I’d say Tolstoy and Dostoyevsky for starters. Robert Penn Warren’s All the King’s Men was an important book for me, and for voice and subject permission there’s nothing quite like John Schultz’s Tongues of Men or Hubert Selby’s Last Exit to Brooklyn. There’s a long list of African-American writers I count among my influences, including Zora Neal Hurston, Toni Morrison, and Richard Wright. I should also mention that David Bradley’s Chaneysville Incident is a book that made my hands sweat, as did Theodore Dreiser’s American Tragedy. Christina Stead’s The Man Who Loved Children is unexplainably still one of literature’s best-kept secrets. And I would consider it a mortal sin not to mention Gustave Flaubert’s Madame Bovary or Herman Melville’s Moby Dick.
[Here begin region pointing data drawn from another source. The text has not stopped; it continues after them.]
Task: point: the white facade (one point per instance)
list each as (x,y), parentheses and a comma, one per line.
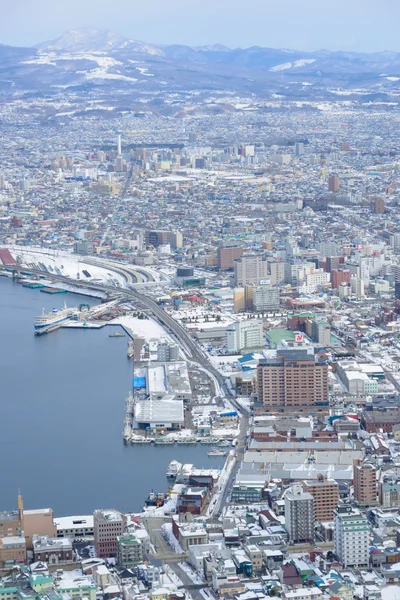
(351,537)
(244,334)
(299,515)
(250,270)
(313,280)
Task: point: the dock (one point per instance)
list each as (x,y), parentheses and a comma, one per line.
(129,414)
(47,290)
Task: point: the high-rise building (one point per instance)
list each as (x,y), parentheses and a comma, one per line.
(244,335)
(276,272)
(129,551)
(12,539)
(364,483)
(24,184)
(226,255)
(351,537)
(340,276)
(250,269)
(262,298)
(326,497)
(299,516)
(294,376)
(379,205)
(162,237)
(108,525)
(333,183)
(357,287)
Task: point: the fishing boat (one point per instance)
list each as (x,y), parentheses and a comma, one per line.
(173,469)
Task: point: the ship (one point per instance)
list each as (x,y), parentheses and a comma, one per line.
(154,499)
(53,318)
(173,468)
(217,452)
(130,351)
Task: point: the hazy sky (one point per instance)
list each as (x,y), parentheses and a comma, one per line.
(365,25)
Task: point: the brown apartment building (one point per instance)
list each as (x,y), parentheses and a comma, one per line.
(326,498)
(364,483)
(294,376)
(108,525)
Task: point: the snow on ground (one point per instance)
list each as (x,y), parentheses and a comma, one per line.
(147,329)
(391,592)
(281,67)
(63,263)
(191,573)
(171,539)
(304,61)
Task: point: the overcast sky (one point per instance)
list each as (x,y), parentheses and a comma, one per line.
(364,25)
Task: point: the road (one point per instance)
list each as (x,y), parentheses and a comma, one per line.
(194,352)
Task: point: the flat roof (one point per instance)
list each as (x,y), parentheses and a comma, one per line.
(74,522)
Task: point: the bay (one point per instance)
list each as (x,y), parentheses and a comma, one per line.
(61,415)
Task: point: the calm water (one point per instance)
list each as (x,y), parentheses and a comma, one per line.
(62,406)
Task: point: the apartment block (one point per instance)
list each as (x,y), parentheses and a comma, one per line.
(364,483)
(108,525)
(294,376)
(326,497)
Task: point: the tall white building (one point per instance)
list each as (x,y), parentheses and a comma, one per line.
(250,269)
(312,280)
(299,515)
(351,537)
(244,335)
(357,287)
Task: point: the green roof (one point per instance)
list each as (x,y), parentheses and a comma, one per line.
(276,336)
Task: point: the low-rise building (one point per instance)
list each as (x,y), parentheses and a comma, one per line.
(52,550)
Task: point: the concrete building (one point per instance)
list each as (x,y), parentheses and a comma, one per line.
(243,335)
(39,522)
(108,525)
(294,376)
(364,483)
(74,527)
(158,414)
(12,551)
(299,515)
(351,536)
(129,551)
(379,205)
(167,351)
(276,272)
(333,183)
(339,277)
(227,254)
(52,550)
(326,497)
(262,298)
(389,492)
(250,269)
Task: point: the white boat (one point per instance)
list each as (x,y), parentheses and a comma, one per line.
(130,352)
(53,318)
(217,452)
(173,468)
(224,443)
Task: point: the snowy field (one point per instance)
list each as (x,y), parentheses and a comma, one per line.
(63,263)
(147,329)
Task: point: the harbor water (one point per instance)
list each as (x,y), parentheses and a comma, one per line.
(62,400)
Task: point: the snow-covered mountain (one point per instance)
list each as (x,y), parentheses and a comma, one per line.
(90,58)
(96,40)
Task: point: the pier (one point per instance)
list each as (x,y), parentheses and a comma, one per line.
(129,413)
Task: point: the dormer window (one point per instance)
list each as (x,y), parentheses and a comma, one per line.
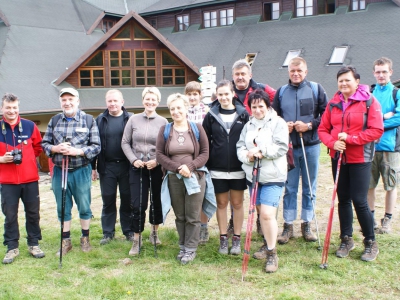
(304,8)
(291,54)
(357,5)
(338,55)
(223,17)
(182,22)
(271,11)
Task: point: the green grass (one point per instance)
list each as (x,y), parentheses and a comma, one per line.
(101,275)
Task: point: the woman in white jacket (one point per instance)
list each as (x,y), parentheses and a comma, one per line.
(265,136)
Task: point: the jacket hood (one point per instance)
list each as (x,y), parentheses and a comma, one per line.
(271,114)
(362,93)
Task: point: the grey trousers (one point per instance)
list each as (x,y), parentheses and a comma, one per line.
(187,210)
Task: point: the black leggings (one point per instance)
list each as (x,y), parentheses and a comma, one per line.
(156,181)
(353,186)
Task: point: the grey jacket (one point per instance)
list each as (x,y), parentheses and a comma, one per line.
(272,138)
(140,135)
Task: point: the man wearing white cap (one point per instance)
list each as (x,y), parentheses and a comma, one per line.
(74,135)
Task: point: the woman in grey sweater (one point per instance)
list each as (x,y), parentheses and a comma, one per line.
(139,146)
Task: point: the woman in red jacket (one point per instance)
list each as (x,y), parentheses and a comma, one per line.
(351,123)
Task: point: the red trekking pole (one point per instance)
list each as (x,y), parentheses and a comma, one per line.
(64,183)
(252,206)
(324,264)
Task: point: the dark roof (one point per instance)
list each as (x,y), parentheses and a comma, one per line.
(168,5)
(88,14)
(367,36)
(113,30)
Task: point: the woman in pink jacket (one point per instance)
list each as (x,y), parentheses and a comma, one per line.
(351,123)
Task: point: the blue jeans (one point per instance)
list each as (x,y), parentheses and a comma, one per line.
(78,186)
(292,184)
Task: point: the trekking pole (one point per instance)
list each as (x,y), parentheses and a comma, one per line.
(324,261)
(152,212)
(64,181)
(310,187)
(140,206)
(252,206)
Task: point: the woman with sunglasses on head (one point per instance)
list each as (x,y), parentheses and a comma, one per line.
(351,123)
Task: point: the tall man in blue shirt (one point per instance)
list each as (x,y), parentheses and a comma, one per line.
(75,136)
(386,162)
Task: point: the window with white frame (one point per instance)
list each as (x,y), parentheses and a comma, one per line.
(338,55)
(358,5)
(182,22)
(271,11)
(304,8)
(223,17)
(291,54)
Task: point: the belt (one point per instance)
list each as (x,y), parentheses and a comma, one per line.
(117,160)
(74,169)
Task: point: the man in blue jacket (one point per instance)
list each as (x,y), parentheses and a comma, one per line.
(386,162)
(301,104)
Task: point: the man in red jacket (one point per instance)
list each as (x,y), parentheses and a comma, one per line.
(19,146)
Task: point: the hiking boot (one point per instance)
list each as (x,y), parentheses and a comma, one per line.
(151,238)
(261,253)
(376,226)
(85,244)
(259,229)
(235,250)
(130,237)
(230,230)
(371,250)
(106,239)
(271,263)
(308,235)
(35,251)
(386,226)
(287,233)
(223,245)
(10,255)
(135,247)
(204,235)
(66,246)
(180,255)
(188,257)
(346,245)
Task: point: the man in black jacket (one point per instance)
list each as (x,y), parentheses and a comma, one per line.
(113,168)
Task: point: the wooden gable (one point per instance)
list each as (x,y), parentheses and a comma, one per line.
(131,54)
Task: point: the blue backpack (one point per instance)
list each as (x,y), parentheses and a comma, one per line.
(312,84)
(192,125)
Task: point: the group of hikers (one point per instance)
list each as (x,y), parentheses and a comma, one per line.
(204,160)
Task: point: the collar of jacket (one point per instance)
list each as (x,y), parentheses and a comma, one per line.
(238,105)
(302,84)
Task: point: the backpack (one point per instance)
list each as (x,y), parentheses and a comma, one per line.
(394,93)
(312,84)
(193,125)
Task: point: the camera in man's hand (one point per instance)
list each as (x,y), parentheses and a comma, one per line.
(17,156)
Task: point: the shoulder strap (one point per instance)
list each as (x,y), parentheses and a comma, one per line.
(167,130)
(395,90)
(314,87)
(281,90)
(195,130)
(55,119)
(89,120)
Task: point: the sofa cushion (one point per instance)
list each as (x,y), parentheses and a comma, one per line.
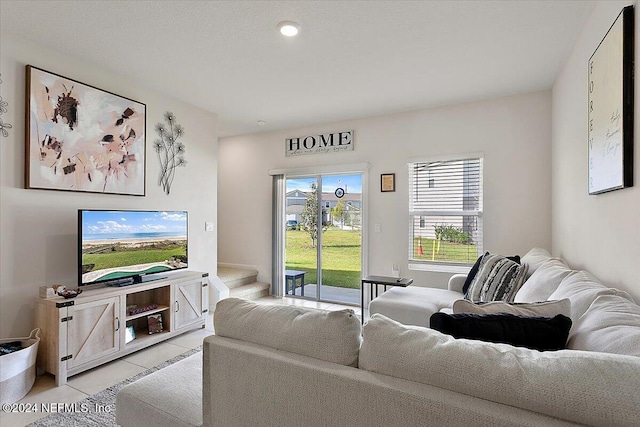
(582,288)
(544,308)
(534,259)
(498,279)
(611,325)
(541,284)
(476,267)
(539,333)
(583,387)
(413,305)
(333,336)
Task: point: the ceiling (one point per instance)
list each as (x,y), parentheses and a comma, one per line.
(351,59)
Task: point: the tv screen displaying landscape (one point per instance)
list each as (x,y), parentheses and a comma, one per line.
(117,245)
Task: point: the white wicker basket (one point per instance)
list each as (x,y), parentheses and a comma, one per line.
(18,369)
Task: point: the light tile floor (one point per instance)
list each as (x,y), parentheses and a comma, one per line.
(87,383)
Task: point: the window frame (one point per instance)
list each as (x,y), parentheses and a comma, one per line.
(415,214)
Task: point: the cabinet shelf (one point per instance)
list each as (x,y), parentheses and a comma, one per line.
(89,330)
(146,313)
(143,339)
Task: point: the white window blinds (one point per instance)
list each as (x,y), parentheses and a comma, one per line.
(445,211)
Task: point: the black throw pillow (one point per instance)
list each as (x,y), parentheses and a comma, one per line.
(538,333)
(476,267)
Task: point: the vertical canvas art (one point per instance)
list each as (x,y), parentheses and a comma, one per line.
(80,138)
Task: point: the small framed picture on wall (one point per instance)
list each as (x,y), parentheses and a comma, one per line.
(387,182)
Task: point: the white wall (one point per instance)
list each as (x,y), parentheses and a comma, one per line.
(38,236)
(598,233)
(514,133)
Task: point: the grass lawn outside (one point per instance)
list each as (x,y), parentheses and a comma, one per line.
(341,256)
(445,252)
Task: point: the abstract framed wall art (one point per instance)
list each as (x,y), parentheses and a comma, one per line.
(610,107)
(81,138)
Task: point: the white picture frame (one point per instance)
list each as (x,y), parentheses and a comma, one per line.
(610,108)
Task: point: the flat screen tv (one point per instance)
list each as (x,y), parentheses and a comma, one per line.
(121,247)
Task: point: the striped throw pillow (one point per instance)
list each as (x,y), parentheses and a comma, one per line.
(498,279)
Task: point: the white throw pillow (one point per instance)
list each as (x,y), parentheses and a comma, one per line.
(534,258)
(544,309)
(544,281)
(333,336)
(582,387)
(610,325)
(582,288)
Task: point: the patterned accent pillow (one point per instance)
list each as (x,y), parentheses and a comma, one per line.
(498,279)
(541,309)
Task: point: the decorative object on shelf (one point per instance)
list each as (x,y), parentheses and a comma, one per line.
(155,323)
(137,310)
(170,151)
(47,292)
(69,293)
(81,138)
(610,107)
(387,182)
(3,109)
(129,334)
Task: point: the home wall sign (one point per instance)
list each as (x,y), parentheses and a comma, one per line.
(80,138)
(315,144)
(610,107)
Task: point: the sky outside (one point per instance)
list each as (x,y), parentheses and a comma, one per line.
(134,222)
(350,183)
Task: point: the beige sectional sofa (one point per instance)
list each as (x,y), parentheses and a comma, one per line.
(290,366)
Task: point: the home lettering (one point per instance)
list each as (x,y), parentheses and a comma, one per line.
(324,143)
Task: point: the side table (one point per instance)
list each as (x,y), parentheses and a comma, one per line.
(379,280)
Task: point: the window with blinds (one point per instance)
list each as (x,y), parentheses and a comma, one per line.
(445,212)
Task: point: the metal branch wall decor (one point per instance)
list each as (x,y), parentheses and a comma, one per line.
(3,109)
(170,151)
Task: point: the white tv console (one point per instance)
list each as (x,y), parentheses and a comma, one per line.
(86,331)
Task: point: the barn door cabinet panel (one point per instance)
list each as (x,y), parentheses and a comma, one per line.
(191,302)
(91,329)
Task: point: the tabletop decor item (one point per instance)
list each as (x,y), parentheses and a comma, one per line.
(170,151)
(610,107)
(69,293)
(154,321)
(81,138)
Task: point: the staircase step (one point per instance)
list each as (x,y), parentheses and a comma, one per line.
(250,291)
(235,277)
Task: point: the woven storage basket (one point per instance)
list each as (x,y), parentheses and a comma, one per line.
(18,369)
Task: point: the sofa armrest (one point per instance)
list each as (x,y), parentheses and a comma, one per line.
(456,282)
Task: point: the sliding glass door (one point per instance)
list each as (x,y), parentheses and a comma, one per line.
(323,237)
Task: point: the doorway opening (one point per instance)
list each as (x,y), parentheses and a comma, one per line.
(323,237)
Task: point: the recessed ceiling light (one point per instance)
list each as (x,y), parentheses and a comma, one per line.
(288,28)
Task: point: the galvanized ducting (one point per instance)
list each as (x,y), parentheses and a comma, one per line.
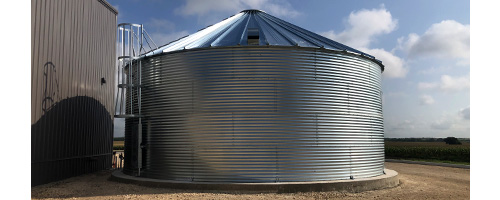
(258,114)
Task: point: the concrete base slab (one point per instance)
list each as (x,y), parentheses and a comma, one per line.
(388,180)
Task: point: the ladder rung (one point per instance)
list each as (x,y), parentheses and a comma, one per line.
(128,57)
(128,116)
(128,85)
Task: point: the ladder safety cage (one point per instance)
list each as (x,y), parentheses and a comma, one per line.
(133,42)
(131,47)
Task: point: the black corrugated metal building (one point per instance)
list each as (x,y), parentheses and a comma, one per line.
(72,87)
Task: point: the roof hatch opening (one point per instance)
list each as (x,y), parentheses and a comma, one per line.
(253,36)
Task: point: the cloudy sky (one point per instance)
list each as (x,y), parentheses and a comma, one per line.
(425,46)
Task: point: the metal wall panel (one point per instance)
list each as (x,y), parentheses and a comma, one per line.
(72,48)
(259,114)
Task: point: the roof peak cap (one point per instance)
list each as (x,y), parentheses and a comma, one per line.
(252,10)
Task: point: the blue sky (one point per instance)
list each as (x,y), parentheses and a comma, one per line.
(425,46)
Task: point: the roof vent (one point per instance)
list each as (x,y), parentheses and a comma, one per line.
(253,36)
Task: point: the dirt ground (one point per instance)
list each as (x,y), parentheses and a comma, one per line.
(417,182)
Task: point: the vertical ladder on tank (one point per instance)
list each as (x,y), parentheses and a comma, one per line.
(131,39)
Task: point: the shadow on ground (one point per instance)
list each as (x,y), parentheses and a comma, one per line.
(418,182)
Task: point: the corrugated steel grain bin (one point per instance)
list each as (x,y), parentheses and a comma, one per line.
(257,99)
(73,54)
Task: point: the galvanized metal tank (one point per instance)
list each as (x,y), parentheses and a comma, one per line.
(257,99)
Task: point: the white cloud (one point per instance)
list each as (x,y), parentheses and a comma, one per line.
(426,100)
(465,113)
(394,66)
(447,84)
(427,86)
(447,39)
(363,26)
(443,124)
(403,125)
(200,8)
(160,25)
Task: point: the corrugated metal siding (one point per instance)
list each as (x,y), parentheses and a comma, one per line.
(73,47)
(259,114)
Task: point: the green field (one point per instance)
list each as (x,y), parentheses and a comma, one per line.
(428,151)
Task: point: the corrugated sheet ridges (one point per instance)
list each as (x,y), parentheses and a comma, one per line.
(233,31)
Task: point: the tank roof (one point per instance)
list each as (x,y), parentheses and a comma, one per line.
(254,28)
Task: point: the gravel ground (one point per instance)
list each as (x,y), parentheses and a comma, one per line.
(417,182)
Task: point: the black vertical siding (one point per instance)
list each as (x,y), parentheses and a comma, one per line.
(72,44)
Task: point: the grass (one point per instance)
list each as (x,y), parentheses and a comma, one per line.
(429,151)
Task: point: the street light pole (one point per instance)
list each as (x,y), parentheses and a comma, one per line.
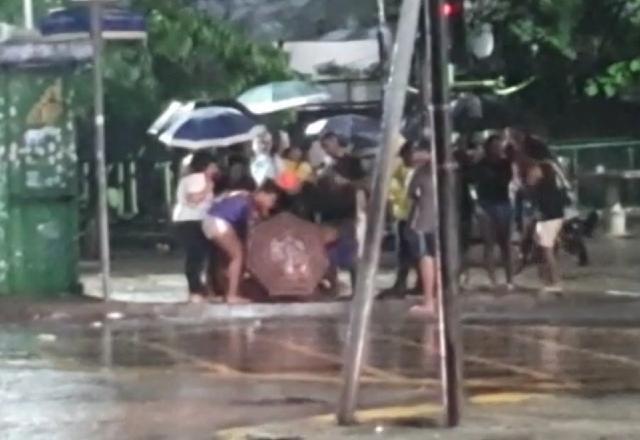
(450,336)
(394,101)
(27,10)
(101,168)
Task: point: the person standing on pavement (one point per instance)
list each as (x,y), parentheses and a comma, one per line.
(340,197)
(227,222)
(492,178)
(422,229)
(194,196)
(401,207)
(549,201)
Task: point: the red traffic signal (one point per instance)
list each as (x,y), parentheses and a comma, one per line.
(452,8)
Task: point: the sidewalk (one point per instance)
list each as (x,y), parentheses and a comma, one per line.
(492,417)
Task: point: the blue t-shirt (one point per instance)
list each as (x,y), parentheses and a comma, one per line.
(234,208)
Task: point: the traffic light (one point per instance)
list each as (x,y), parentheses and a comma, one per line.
(453,11)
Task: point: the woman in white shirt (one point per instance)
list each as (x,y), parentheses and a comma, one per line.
(194,197)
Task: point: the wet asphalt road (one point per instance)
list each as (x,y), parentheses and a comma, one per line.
(80,381)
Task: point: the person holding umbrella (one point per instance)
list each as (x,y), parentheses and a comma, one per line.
(226,225)
(194,196)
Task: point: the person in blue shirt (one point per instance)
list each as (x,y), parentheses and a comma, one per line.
(227,224)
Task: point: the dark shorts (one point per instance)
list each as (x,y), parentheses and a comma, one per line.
(421,244)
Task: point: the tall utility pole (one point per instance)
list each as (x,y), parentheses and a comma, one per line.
(27,12)
(394,101)
(101,168)
(450,336)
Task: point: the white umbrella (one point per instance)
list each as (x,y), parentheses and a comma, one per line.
(284,95)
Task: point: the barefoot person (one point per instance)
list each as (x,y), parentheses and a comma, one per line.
(549,202)
(227,223)
(194,196)
(423,228)
(493,176)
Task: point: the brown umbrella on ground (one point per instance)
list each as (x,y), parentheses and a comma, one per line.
(287,255)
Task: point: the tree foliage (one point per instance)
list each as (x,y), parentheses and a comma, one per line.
(572,46)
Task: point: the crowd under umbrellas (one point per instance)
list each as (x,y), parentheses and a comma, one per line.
(257,229)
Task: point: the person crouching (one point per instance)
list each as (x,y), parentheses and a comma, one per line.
(227,223)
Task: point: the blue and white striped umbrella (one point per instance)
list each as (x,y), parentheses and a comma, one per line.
(174,110)
(210,127)
(75,22)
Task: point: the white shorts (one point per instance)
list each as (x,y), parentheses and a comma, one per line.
(547,232)
(214,227)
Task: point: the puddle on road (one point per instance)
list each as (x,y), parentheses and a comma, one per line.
(232,373)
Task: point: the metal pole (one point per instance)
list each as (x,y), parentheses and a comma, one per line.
(382,22)
(27,10)
(450,336)
(364,292)
(101,169)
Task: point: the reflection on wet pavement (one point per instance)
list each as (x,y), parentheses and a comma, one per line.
(186,382)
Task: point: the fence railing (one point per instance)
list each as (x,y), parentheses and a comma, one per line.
(585,160)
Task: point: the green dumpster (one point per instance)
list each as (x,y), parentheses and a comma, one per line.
(38,167)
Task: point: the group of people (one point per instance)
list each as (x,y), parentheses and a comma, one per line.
(512,180)
(216,206)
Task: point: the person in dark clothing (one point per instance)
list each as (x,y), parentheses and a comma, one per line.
(549,201)
(340,186)
(466,204)
(492,178)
All of these writers and more have influenced how I tackle issues of craft and voice on the page. I just disguise what I learned from most of them by using the word fuck a lot.

Are there any writers you can point to whose work you love, but who have definitively NOT had any influence on you?

I greatly admire Virginia Woolf and William Styron’s writing, but if you want to see something hysterically funny, it’s me trying to imitate or borrow from either one of them when it comes to my own work.

Final comment.

When I started to write Hidden Place, I thought it was simply a story about a young man’s first love, but slowly the novel evolved into Roman’s conflict between his safe, clever, generational façade and his troubled conscience. It was his conscience that compelled him to eventually do the right thing. As the chapters unfolded, his struggle developed into a microcosm for the responsibility of us all to give a damn about the well being of others, regardless of gender, race, or culture. In the end, no amount of jaded attitude could prevent Roman from evolving into a hero.

It amuses me that so irreverent a narrator and motley cast of highly flawed characters led me to so moral a Judaic-Christian theme as righteousness. In Hidden Place, I searched for the truth in the subtle ambiguities and stark contradictions of human impulse, behavior, and motivation.

For each of us, the job of caring begins again every day. Maybe I’m just sentimental, but that’s what I believe this book is about.